Still, the study was cited in a letter signed by all but two Republican senators—Sens. Lisa Murkowski of Alaska and Susan Collins of Maine, two pro-choice GOP members—asking the administration to reconsider the generic mifepristone’s FDA approval.
“While we recognize the FDA’s statutory responsibility in evaluating drug applications, the timing of this approval appears inconsistent with the comprehensive safety reassessment your agencies have prioritized,” the group, led by Sen. Lindsey Graham of South Carolina, wrote to Kennedy and FDA Commissioner Marty Makary earlier this month.

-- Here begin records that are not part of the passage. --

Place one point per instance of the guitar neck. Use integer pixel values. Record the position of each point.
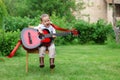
(57, 34)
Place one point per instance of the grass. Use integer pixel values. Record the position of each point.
(73, 62)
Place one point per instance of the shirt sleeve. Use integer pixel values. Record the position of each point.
(37, 27)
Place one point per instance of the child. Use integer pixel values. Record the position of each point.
(46, 24)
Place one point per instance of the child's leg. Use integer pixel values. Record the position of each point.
(51, 49)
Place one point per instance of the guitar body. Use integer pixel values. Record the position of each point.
(31, 38)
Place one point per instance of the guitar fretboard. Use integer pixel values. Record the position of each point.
(57, 34)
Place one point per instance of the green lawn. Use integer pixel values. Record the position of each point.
(75, 62)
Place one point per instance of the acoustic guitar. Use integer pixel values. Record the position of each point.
(32, 39)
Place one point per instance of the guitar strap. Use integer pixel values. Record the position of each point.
(59, 28)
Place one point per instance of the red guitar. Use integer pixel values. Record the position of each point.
(32, 39)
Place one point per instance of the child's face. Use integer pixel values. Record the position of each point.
(46, 21)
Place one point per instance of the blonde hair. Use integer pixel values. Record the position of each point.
(43, 15)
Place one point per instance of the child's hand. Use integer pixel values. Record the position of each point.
(31, 26)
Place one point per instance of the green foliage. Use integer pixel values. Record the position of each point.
(96, 32)
(14, 23)
(8, 41)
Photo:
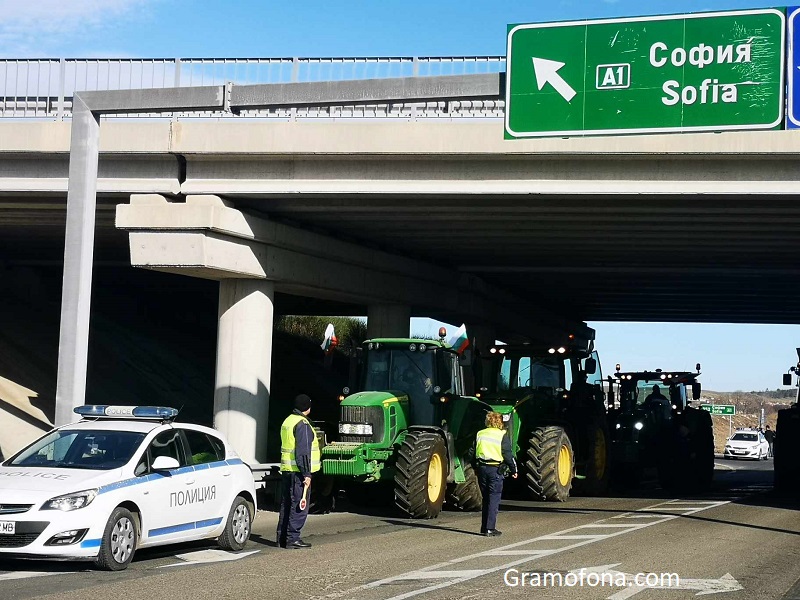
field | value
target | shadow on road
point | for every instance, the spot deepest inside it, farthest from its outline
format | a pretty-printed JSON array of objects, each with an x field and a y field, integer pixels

Now, Republican senators are demanding more answers. Sen. Bill Cassidy of Louisiana, who chairs the Senate Committee on Health, Education, Labor, and Pensions, led a group of his colleagues on an oversight letter to Makary on Thursday, asking for clarity on what data the FDA and HHS have on adverse events from mifepristone in the wake of the generic approval. That group used even stronger language in condemning the authorization of the generic drug.
The letter reads: “To be clear: this approval … flies in the face of President Trump’s strong statement that he is ‘the most pro-life president’ in history and his dedication to protecting the lives of unborn children and keeping women safe.”